La meilleure partie de mon travail est de trouver des moyens pour une amélioration constante.
Cette construction a fonctionné, et Afrooz en est heureuse. « Je peux continuer à travailler dans le contexte d'une startup, ce que j'aime beaucoup. J'adore ne pas savoir quels défis la journée apportera et essayer de les surmonter. Et être impliquée dans tout le processus, du brainstorming à la conception et la reconception. Je suis la seule à travailler sur la conception mécanique, donc je dois toujours m'aligner avec le reste de l'équipe. J'aime cette responsabilité. Et la meilleure partie de mon travail est de trouver des moyens pour une amélioration constante. »

Stabilité et professionnalisme

Être employeneur chez TMC l'aide à y parvenir. "En plus de faire partie de l'équipe inPhocal, je suis heureuse de faire également partie d'une organisation plus grande, stable et professionnelle, où les employés passent en premier. TMC ressemble à une famille qui se soucie de moi et m'aide lorsque j'en ai besoin. Chaque fois que je rencontre un problème technique ou logiciel, je peux demander de l'aide à mes collègues employeneurs. Nous avons un groupe de discussion où nous nous aidons mutuellement pour les défis auxquels nous sommes confrontés. C'est amusant, lorsque je vais au bureau de TMC pour une session pizza ou un rassemblement de nouvel an, je mets un visage sur les personnes avec lesquelles j'ai discuté ou échangé des e-mails, sans jamais les avoir rencontrées en personne auparavant."

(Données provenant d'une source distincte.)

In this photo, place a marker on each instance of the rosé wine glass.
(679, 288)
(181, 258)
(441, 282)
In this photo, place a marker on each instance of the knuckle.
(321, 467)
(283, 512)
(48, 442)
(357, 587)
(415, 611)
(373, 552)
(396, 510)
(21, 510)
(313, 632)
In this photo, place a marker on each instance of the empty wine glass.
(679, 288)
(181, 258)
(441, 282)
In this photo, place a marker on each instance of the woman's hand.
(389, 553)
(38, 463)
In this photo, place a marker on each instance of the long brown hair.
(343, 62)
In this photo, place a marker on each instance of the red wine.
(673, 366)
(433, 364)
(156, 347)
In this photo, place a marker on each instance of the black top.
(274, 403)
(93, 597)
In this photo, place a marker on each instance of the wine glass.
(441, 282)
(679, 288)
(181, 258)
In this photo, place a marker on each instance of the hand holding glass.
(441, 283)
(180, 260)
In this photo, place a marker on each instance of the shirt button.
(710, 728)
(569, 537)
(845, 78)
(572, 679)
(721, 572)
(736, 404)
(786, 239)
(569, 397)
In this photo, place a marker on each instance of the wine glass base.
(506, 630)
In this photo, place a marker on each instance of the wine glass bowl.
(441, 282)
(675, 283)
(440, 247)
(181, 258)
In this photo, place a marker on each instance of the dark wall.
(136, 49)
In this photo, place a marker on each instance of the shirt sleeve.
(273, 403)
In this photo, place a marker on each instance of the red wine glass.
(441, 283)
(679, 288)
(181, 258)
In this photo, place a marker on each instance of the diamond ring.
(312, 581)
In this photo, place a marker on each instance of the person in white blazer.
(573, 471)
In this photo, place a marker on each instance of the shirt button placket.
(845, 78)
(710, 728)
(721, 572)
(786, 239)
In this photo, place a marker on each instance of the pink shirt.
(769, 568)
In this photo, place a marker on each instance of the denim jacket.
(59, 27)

De la même manière, Afrooz rencontre rarement ses collègues de inPhocal en face à face. Heureusement pour elle, la plupart des employés de inPhocal travaillent également depuis chez eux. Cela rend les choses faciles pour Afrooz afin qu'elle se sente aussi connectée à l'entreprise que ses collègues aux Pays-Bas, tout en restant en Espagne. Pourtant, elle pourrait un jour déménager dans un autre pays. "Je suis heureuse en Espagne, mais je ne me vois pas ici pour toujours. Retourner en Iran est toujours une option, mais j'aurai besoin de plus de temps pour créer les bonnes conditions avant de le faire."